弟子たちの前に膝をかがめ、汚れた足を洗ってくださったあの姿を思い出しなさい。
そして、あなたがたも互いにいたわりあい、支え合う、そういう歩みを続けなさい。
そう語りかけておられるのです。
「世」は、ヨハネ福音書の冒頭にも出てきました。
「言は世にあった。世は言によって成ったが、世は言を認めなかった。」(1:10)
そして、
「神は、その独り子をお与えになったほどに、世を愛された。独り子を信じる者が一人も滅びないで、永遠の命を得るためである。神が御子を世に遣わされたのは、世を裁くためではなく、御子によって世が救われるためである。

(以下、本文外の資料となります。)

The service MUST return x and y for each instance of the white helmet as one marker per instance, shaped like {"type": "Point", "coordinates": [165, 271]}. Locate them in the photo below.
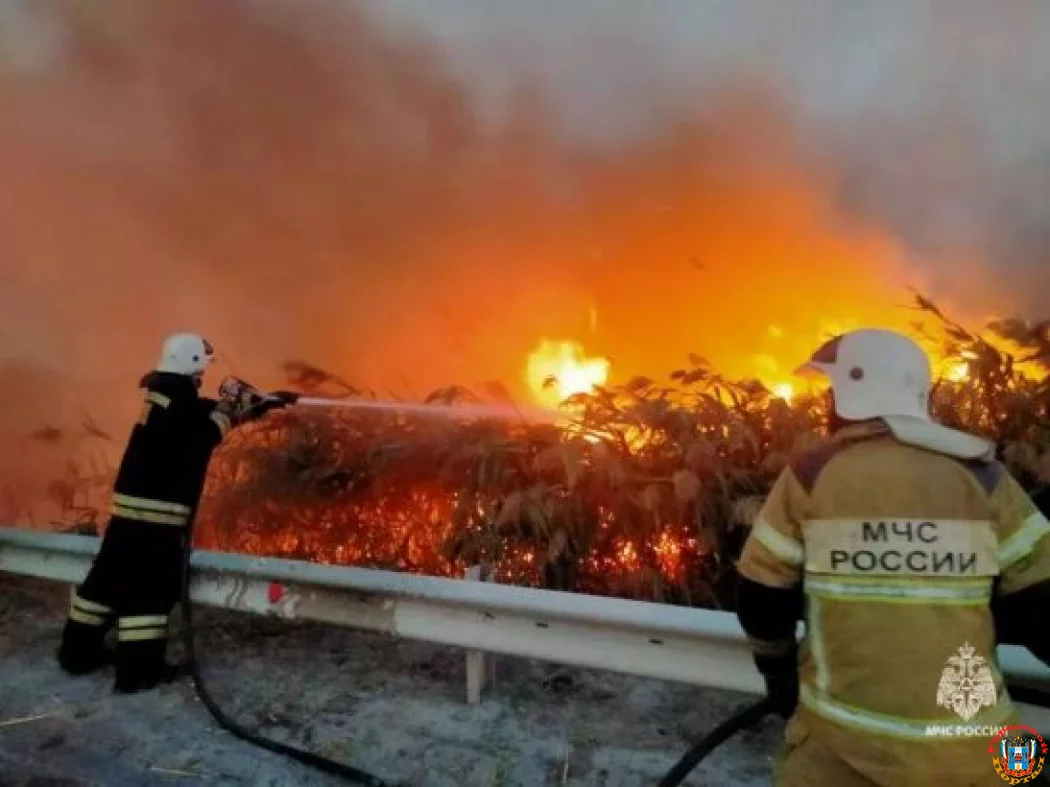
{"type": "Point", "coordinates": [185, 354]}
{"type": "Point", "coordinates": [883, 375]}
{"type": "Point", "coordinates": [875, 374]}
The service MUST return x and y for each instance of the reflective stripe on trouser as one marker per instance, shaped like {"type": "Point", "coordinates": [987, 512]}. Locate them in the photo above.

」(3:16~17)
神は、御子を世に送られた。しかし、世は受け入れない。
救い主を与えられたら、歓呼の声を上げて神に従うというのではなくて、世はどこまでも逆らい、背き続ける。
そういう現実がある。
そういうただ中で、あなたがたは生きていく。
しかし、あなたがたはその中で野垂れ死にするわけではない。
わたしが世に勝ったように、あなたがたも世に勝つ。
こう言われているのです。
(2016年1月3日)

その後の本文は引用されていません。